Le conseil d’administration a pris acte de la volonté du gouvernement de remettre à plat l’ensemble du financement du cycle de l’eau, après les épisodes complexes de la taxe GEMAPI et des ponctions sur les agences de l’eau. L’AdCF s’engagera fortement dans ce chantier en 2018.

 

Grand Paris et région Ile-de-France    

Jacques JP Martin, Président de l’établissement public territorial (EPT) Marne et Bois, a présenté le document de propositions de l’AdCF sur l’évolution institutionnelle du Grand Paris et de la région Ile-de-France. Cette note compare trois scénarios possibles et conclut à une option privilégiée par l’AdCF. Ce document a obtenu l’aval de la plupart des présidents d’EPT et sera transmis de manière officielle au gouvernement (cf. notre article et la note d'analyse et de propositions de l'AdCF).

 

Conférence nationale des territoires

Jean-Luc Rigaut et Charles-Eric Lemaignen ont fait état de l’avancement des négociations sur la contractualisation financière avec l’Etat (mission Alain Richard-Dominique Bur) et des conclusions qui étaient pressenties pour la CNT de Cahors. Les administrateurs ont pris acte des dernières avancées de la réflexion (retour à une évolution de 1,2% pour tous, pluri-annualité des calculs, prise en compte des dynamiques démographiques et des efforts passés, périmètres hors budgets annexes...). Le conseil d’administration a demandé à l’AdCF d’être extrêmement attentive aux prises en compte des flux financiers communes-communautés-syndicats, tout en appelant à une contractualisation conjointe communes-communauté.

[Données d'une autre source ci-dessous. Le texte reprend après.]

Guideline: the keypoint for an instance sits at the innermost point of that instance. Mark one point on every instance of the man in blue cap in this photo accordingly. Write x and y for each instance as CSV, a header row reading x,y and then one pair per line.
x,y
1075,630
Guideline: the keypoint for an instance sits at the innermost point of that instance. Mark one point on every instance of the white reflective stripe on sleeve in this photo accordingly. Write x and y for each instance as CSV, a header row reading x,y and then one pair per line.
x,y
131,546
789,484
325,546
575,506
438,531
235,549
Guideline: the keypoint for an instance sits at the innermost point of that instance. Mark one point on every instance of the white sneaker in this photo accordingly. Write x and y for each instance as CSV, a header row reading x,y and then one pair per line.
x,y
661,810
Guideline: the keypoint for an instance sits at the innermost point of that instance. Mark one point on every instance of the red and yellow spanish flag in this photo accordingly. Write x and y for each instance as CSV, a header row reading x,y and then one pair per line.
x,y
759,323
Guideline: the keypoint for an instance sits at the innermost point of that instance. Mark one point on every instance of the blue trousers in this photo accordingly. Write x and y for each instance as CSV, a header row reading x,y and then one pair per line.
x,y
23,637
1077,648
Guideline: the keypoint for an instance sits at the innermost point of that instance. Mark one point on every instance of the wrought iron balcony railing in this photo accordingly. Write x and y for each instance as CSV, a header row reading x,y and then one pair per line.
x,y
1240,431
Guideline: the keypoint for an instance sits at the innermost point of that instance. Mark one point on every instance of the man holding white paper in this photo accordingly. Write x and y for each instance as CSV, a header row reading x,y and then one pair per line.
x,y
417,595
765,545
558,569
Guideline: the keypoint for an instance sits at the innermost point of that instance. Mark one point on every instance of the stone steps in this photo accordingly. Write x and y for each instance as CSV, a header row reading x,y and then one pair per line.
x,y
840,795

Ont longuement été débattues les contreparties attendues de l’Etat dans cet engagement contractuel, sa capacité à agir sur les évolutions de dépenses dont il est le prescripteur. Il a  été souhaité que soit préparée début 2018 une sorte de « maquette de contrat » en présentant le périmètre d’analyse des dépenses de fonctionnement, les retraitements financiers nécessaires et la partie des dépenses devant faire l’objet d’une négociation. Certaines dépenses inscrites en fonctionnement relèvent en effet de l’investissement. Les hausses de dépenses directement imputables à des décisions nationales doivent être également « neutralisées ». Le conseil d’administration a demandé au président de l’AdCF de rappeler l’opposition de l’association à toute augmentation de la fiscalité nationale susceptible d’impacter les coûts des services publics locaux (TVA et TGAP notamment).

Le conseil d’administration a également validé un document de proposition en vue d’une refondation profonde de la contractualisation de l’Etat avec les territoires en matière d’investissement. Ce document plaide pour des contrats intégrés, mobilisant l’ensemble des moyens de l’Etat (ministères, fonds nationaux) et des ses agences, dans une logique pluriannuelle et transversale.

 

Logement : conférence de consensus

En dernière partie de réunion, le conseil d’administration a pris connaissance des orientations du projet de loi logement et des thèmes de travail de la Conférence de consensus installée la veille au Sénat. Jean-Paul Bret (Pays voironnais), VP de l’AdCF en charge de l’habitat, a fait état des premiers échanges tenus au Sénat. Ont été également évoqués par Jean-Luc Rigaut et lui-même les rapprochements envisagés avec le mouvement HLM et l’USH pour parvenir à des propositions communes dans ce vaste chantier de refondation.